Durant les nuits qui suivirent, ce fut tantôt à une étoile et tantôt à un autre d'être de garde. Par l'intermédiaire du boeuf et de l'âne, plusieurs bêtes demandèrent à connaître l'enfant Jésus. La Vierge n'hésita pas à faire entrer même les bêtes féroces. Les bêtes entrèrent une à une. On commença par les bêtes venimeuses. Les serpents évitèrent de regarder la Vierge. On accorda une heure entière aux atomes pour se présenter et faire le tour de la crèche. Les chiens ne purent s'empêcher de marquer leur étonnement car ils n'avaient pas été admis à demeure à l'étable comme le boeuf et l'âne. Le lion entra avec sa toison. On voyait que sa grande préoccupation consistait à prendre le moins de place possible dans l'étable. Il avança, paupières baissées, cachant ses admirables dents comme une maladie honteuse et avec tant de modestie qu'il appartenait à la race des lions qui devaient refuser un jour de dévorer Ste Blandine. Puis le tigre s'écrasa par terre jusqu'à devenir une véritable descente de lit. La girafe ne plus montrer que ses pattes dans l'embrasure de la porte. L'éléphant se contenta de s'agenouiller devant le seuil. Un mouton insista pour être tondu sur-le-champ mais on lui laissa sa toison, tout en le remerciant. La mère kangourou voulut donner à Jésus un de ses petits mais Joseph refusa. L'autruche profita d'un moment d'inattention pour pondre son oeuf dans un coin et s'en aller sans bruit. Joseph en fit une omelette. Les poissons déléguèrent air une mouette pour les remplacer. Les oiseaux s'en allaient laissant leurs chants, les pigeons leurs amours, les singes leur gaminerie, les chats leur regard, les tourterelles la douceur de leur gorge. Il y eut des miracles : la tortue se dépêcha, l'iguane modéra son allure, l'hippopotame fut gracieux dans ses génuflexions et les perroquets gardèrent le silence. Joseph fatigué d'avoir dirigé le défilé toute la journée sans prendre la moindre nourriture écrasa du pied une mauvaise araignée dans un moment de distraction. Certaines bêtes s'attardèrent dans l'étable et le boeuf dut éloigner la fouine, l'écureuil, le blaireau qui ne voulaient pas sortir.
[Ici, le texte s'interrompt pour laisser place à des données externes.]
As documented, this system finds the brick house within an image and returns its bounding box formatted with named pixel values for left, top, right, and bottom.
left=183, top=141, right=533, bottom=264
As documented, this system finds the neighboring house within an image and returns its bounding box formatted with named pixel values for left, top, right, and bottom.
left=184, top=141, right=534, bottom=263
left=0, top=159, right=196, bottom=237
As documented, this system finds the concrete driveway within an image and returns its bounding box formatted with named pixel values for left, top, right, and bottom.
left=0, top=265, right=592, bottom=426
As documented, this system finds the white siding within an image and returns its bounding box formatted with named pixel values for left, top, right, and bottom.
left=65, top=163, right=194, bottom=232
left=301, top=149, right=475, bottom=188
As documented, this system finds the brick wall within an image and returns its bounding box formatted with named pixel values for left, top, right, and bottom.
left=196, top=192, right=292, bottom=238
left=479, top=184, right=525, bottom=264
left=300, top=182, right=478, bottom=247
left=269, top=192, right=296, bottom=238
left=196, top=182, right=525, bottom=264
L'âne et le boeuf sortirent pour manger. Joseph avait remarqué que le boeuf avait maigri depuis quelques jours.

Une nuit, ce fut la constellation du Taureau d'être de garde au-dessus de la crèche. Le boeuf était fier de voir l'enfant si bien gardé. Joseph avait vu le Seigneur en songe. Il avait compris qu'il devait partir sans tarder car Hérode voulait s'en prendre à Jésus. Mais le boeuf était trop faible pour partir alors il demanda à la constellation du Taureau de le secourir. Alors que la vierge le recommanda à une voisine. Joseph promit de revenir tout de suite. Le boeuf comprit que c'était un pieux mensonge. Quand la voisine entra, un peu après l'aube, le boeuf avait cessé de ruminer.

L'inconnue de la Seine.

Une noyée de 19 ans avançait entre deux eaux. Un peu après le pont Alexandre, les pénibles représentants de la police fluviale la frappèrent à l'épaule mais comme la nuit venait, ils n'insistèrent pas. Elle ne voulait pas être repêchée et être exposée à la morgue. Elle avait dépassé Paris et voyageait la nuit. Elle était toujours à la merci de n'importe quoi. Elle voulait atteindre la mer. Les paupières closes, les pieds joints, les bras au gré de l'eau, l'avançait. Dans la traversée d'une ville, elle fut maintenue quelques instants par des remous contre l'arche d'un pont. C'est un remorqueur qui brouilla un peu le fleuve et la débloqua.

Un homme lui dit qu'elle était près de la mer. Il lui attacha un lingot de plomb à la cheville.

Le corps de la jeune fille baigna dans une eau de plus en plus profonde. Quand ils eurent atteint les sables qui attendent sous la mer, plusieurs êtres phosphorescents vinrent à eux.

Mais l'homme, c'était « le grand mouillé » les écarta du geste. Il dit à la jeune fille qu'elle ne devait plus avoir peur d'avaler de l'eau. Mais elle avait encore grand-peur car elle comprenait pas ce marin des abîmes sans qu'il eût prononcé une seule parole dans toute cette eau. Elle s'aperçut que l'homme s'exprimait uniquement par les phosphorescences de son corps. Les Ruisselants, autour d'eux, ne se faisaient pas comprendre d'une autre façon. L'homme demanda à la jeune fille d'où elle venait. Mais elle ne savait plus rien d'elle-même alors l'homme la surnomma l'Inconnue de la Seine. Le Grand mouillé lui expliqua qu'il existait une grande colonie de Ruisselants. Il fit signe à tous les poissons torche, sauf un, de se retirer. Des gens de tout âge s'approchaient avec curiosité. Ils étaient nus.

La jeune fille demanda à garder sa robe. Le grand mouillé accepta. Les habitants des profondeurs avaient le désir de rendre service à la nouvelle venue. Mais elle avait envie de retirer le lingot de plomb. Le grand mouillé comprit son intention. Il lui expliqua que si elle retirait le lingot, elle perdrait connaissance et remontrait à la surface.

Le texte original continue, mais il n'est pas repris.